GPT-5 and Gemini are both completely defeated in the run-up to Oracle Bone Script, and Tencent has released its first ancient character evaluation benchmark, Chronicles-OCR.

ME News, May 18 (UTC+8). According to Beating Monitoring, Tencent HunYuan and the SSV Digital Culture Laboratory, in collaboration with institutions including the Institute of Information Engineering, Chinese Academy of Sciences, have officially launched the first ancient character perception evaluation benchmark covering “Seven Body Changes” — Chronicles-OCR. The benchmark includes 2,800 images cross-annotated by experts, and for the first time uniformly quantifies the recognition difficulty across seven scripts, from oracle bone script to cursive script.

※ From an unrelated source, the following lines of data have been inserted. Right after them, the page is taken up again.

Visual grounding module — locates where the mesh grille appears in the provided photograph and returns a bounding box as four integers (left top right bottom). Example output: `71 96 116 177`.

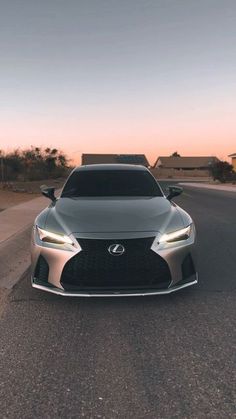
34 255 49 282
61 237 171 290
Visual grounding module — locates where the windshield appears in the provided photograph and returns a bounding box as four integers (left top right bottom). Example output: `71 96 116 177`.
61 170 163 197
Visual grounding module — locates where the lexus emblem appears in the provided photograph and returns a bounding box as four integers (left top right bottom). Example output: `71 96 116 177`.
108 244 125 256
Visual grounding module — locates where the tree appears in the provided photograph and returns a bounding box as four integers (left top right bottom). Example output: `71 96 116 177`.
170 151 181 157
211 160 234 183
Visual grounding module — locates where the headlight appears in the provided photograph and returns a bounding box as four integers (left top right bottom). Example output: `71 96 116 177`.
36 226 74 246
158 224 192 243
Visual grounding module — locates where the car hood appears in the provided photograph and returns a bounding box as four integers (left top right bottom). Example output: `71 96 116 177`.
46 197 183 234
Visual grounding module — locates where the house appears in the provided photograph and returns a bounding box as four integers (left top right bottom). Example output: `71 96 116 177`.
81 154 149 167
228 153 236 172
154 155 218 171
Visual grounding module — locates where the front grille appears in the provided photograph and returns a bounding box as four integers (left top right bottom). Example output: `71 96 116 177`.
61 237 171 290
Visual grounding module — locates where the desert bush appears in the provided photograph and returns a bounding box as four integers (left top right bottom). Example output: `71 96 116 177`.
0 147 69 181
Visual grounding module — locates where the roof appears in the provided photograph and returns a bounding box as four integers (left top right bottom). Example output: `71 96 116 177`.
155 156 218 169
82 154 149 167
74 163 148 172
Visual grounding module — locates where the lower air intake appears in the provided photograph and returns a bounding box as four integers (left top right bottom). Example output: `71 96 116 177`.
61 237 171 291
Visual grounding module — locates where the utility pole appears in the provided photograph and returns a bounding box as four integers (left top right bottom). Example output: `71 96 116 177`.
1 156 4 184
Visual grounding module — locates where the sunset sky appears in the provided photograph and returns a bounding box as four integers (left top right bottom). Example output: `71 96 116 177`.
0 0 236 163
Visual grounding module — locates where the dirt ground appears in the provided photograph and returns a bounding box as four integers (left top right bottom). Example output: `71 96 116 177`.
0 179 65 211
0 189 40 211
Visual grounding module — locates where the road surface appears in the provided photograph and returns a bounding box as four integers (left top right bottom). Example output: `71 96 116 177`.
0 185 236 419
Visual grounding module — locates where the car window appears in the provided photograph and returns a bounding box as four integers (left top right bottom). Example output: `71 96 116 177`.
61 170 162 197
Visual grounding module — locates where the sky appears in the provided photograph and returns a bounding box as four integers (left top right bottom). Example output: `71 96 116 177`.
0 0 236 163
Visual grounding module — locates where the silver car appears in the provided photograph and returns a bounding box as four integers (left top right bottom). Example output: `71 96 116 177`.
32 164 197 297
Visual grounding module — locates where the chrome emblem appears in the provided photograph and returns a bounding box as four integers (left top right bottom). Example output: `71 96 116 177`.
108 244 125 256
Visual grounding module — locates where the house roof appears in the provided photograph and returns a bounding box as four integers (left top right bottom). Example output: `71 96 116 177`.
82 154 149 167
155 156 218 169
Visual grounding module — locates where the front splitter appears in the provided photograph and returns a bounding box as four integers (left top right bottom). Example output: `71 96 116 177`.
32 275 198 297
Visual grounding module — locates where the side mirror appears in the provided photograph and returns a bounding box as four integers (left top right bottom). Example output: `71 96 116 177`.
40 185 57 202
166 186 183 201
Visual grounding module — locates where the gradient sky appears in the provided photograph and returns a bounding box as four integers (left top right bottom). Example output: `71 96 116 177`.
0 0 236 162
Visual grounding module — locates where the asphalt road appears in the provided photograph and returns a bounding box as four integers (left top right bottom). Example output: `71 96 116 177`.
0 188 236 419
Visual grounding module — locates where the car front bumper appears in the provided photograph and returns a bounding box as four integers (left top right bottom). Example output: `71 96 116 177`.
31 233 198 297
32 273 198 297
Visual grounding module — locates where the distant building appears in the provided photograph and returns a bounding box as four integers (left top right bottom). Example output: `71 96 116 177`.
81 154 149 167
228 153 236 172
154 155 218 171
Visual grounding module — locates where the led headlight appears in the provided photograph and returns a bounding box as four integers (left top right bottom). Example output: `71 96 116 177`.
36 226 74 246
158 224 192 243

The research team evaluated 28 mainstream multimodal large language models. The results show that they nearly all fail on ancient fonts. In the cross-era character detection task, the core metrics of GPT-5 and Gemini 2.5 Pro are close to 0, and even the best-performing model only reaches 16.5. Even when drawing bounding boxes directly on the images to skip the localization step, the highest accuracy is only 27.1%, including Gemini 3.1 Pro’s oracle bone script accuracy of just 14.0%.

This confirms that modern models heavily rely on standardized modern layout priors. When confronted with unconstrained, high-noise ancient physical media, the models’ text segmentation mechanisms fail directly. The font classification results further indicate that models often recognize the texture of the carrier (such as tortoise shell patterns or bronze patina) rather than the actual character strokes.

The experiment also reveals a counterintuitive phenomenon: enabling “thinking mode” actually leads to a lower ancient character recognition rate. A comparison shows that almost all models supporting this mode perform worse after it is activated. When underlying visual perception is missing, the chain-of-thought not only cannot correct errors, but can instead become a hallucination amplifier, producing highly confident incorrect answers.